We thought about making a VSCode extension/fork like everyone else, but decided that the future is coding agents that do most of the work for you.
The terminal is actually a great interface because it is so simple. It keeps the product focused to not have complex UI options. But also, we rarely thought we needed any options. It's enough to let the user say what they want in chat.
You can't point to specific lines, but Codebuff is really good at finding the right spot.
I actually still use Cursor to edit individual files because I feel it is better when you are manually coding and want to change just one thing there.
We do plan to do the SWE bench. It's mostly the new Sonnet 3.5 under the hood making the edits, so it should do about as well as Anthropic's benchmark for that, which is really high, 49%: https://www.anthropic.com/news/3-5-models-and-computer-use
Fun fact is that the new Sonnet was given two tools to do code edits and run terminal commands to reach this high score. That's pretty much what Codebuff does.

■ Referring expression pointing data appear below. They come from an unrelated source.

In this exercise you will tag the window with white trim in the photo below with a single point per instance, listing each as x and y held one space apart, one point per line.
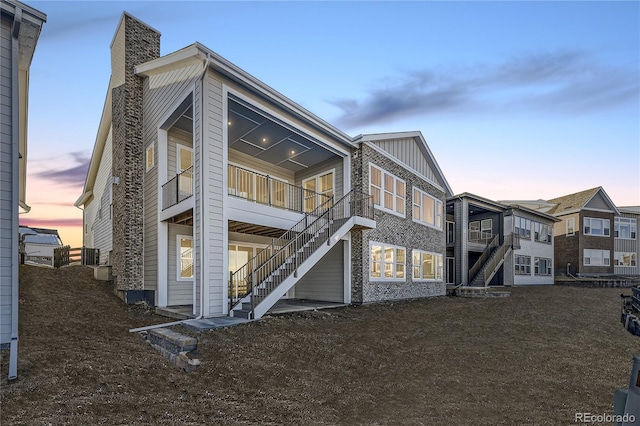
388 191
427 209
571 226
522 227
184 257
597 227
387 262
150 160
627 259
481 230
542 266
426 266
542 233
451 232
593 257
522 265
625 228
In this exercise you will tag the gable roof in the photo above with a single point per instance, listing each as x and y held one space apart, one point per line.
578 201
198 52
437 177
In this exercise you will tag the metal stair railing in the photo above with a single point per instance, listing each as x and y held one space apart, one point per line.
267 270
475 269
498 257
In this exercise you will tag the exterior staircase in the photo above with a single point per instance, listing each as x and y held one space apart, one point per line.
261 282
493 257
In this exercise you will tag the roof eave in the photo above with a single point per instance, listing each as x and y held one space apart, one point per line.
221 65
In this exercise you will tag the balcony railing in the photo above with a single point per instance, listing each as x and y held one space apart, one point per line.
480 237
177 189
264 189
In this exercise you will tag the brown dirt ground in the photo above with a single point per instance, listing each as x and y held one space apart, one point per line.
536 357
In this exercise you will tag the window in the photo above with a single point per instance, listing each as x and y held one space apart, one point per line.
427 209
522 227
253 186
451 233
522 265
427 266
542 266
597 257
625 227
387 262
185 257
598 227
150 157
542 233
624 259
320 184
481 230
387 190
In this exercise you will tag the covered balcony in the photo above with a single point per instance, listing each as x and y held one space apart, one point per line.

To add on, I know a lot of people see the terminal as cruft/legacy from the mainframe days. But it is a funny thing to look at tons of people's IDE setup and see that the one _consistent_ thing between them all is that they have a terminal nearby. It makes sense, too, since programs run in the terminal and you can only abstract so much to developers. And like James said, this sets us up nicely to build for a future of coding agents running around. Feels like a unique insight, but I dunno. I guess time will tell.